[I18n-sig] Strawman Proposal (2): Encoding attributes

Paul Prescod paulp@ActiveState.com
Fri, 09 Feb 2001 19:07:39 -0800


"M.-A. Lemburg" wrote:
> 
> > ...
> > Also, if we wanted a quick hack, couldn't we implement it at first by
> > "decoding" to UTF-8? Then the parser could look for UTF-8 in Unicode
> > string literals and translate those into real Unicode.
> 
> I don't want to do "quick hacks", so this is a non-option.

If it works and it is easy, there should not be a problem!

> Making the parser Unicode aware is non-trivial as it requires
> changing lots of the internals which expect 8-bit C char buffers.

Are you talking about the Python internals or the parser internals. If
the former, then I do not think you are correct.
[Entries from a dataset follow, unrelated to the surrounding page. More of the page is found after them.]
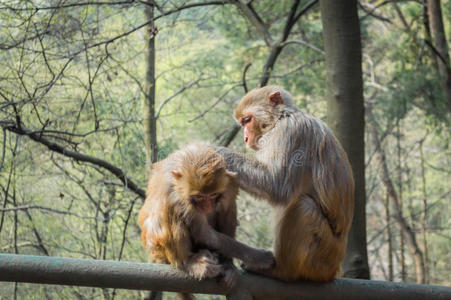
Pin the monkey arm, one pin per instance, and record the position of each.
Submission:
(205, 235)
(256, 177)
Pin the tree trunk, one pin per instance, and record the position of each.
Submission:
(400, 202)
(440, 44)
(150, 122)
(424, 215)
(341, 34)
(389, 238)
(392, 195)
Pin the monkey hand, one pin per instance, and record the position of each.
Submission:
(229, 276)
(205, 265)
(261, 260)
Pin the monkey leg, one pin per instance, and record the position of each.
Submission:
(304, 246)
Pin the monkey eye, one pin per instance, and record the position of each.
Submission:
(215, 196)
(246, 120)
(196, 198)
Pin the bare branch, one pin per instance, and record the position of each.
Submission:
(248, 10)
(21, 130)
(43, 208)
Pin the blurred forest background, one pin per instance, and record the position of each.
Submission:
(87, 86)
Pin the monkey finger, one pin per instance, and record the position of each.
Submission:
(229, 278)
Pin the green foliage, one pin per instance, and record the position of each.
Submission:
(76, 76)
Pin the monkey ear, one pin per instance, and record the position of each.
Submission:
(230, 174)
(176, 173)
(275, 99)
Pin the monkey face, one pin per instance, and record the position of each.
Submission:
(205, 203)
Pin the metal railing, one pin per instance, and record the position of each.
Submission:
(146, 276)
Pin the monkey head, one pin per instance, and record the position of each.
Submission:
(259, 110)
(201, 179)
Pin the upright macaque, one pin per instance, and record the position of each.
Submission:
(189, 216)
(302, 171)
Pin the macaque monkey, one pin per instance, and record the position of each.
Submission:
(302, 171)
(189, 217)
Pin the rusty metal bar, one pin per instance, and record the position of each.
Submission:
(144, 276)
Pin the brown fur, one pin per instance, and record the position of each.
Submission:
(302, 170)
(176, 231)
Only the parser needs
to change.

> If we change the parser to use Unicode, then we would
> have to decode *all* program text into Unicode and this is very
> likely to fail for people who put non-ASCII characters into their
> string literals.

Files with no declaration could be interpreted byte for char just as
they are today!

> ....
> ASCII is not Euro-centric at all since it is a common subset
> of very many common encodings which are in use today. 

Oh come on! The ASCII characters are sufficient to encode English and a
very few other languages.

> Latin-1
> would be, though... which is why ASCII was chosen as standard
> default encoding.

We could go back and forth on this but let me suggest you type in a
program with Latin 1 in your Unicode literals and try and see what
happens. Python already "recognizes" that there is a single logical
translation from "old style strings" to Unicode strings and vice versa.

> The added flexibility in choosing identifiers would soon turn
> against the programmers themselves. Others have tried this and
> failed badly (e.g. look at the language specific versions of
> Visual Basic).

That's a totally different and unrelated issue. Nobody is talking about
language specific Pythons. We're talking about allowing people to name
variables in their own languages. I think that anything else is
Euro-centric.

 Paul Prescod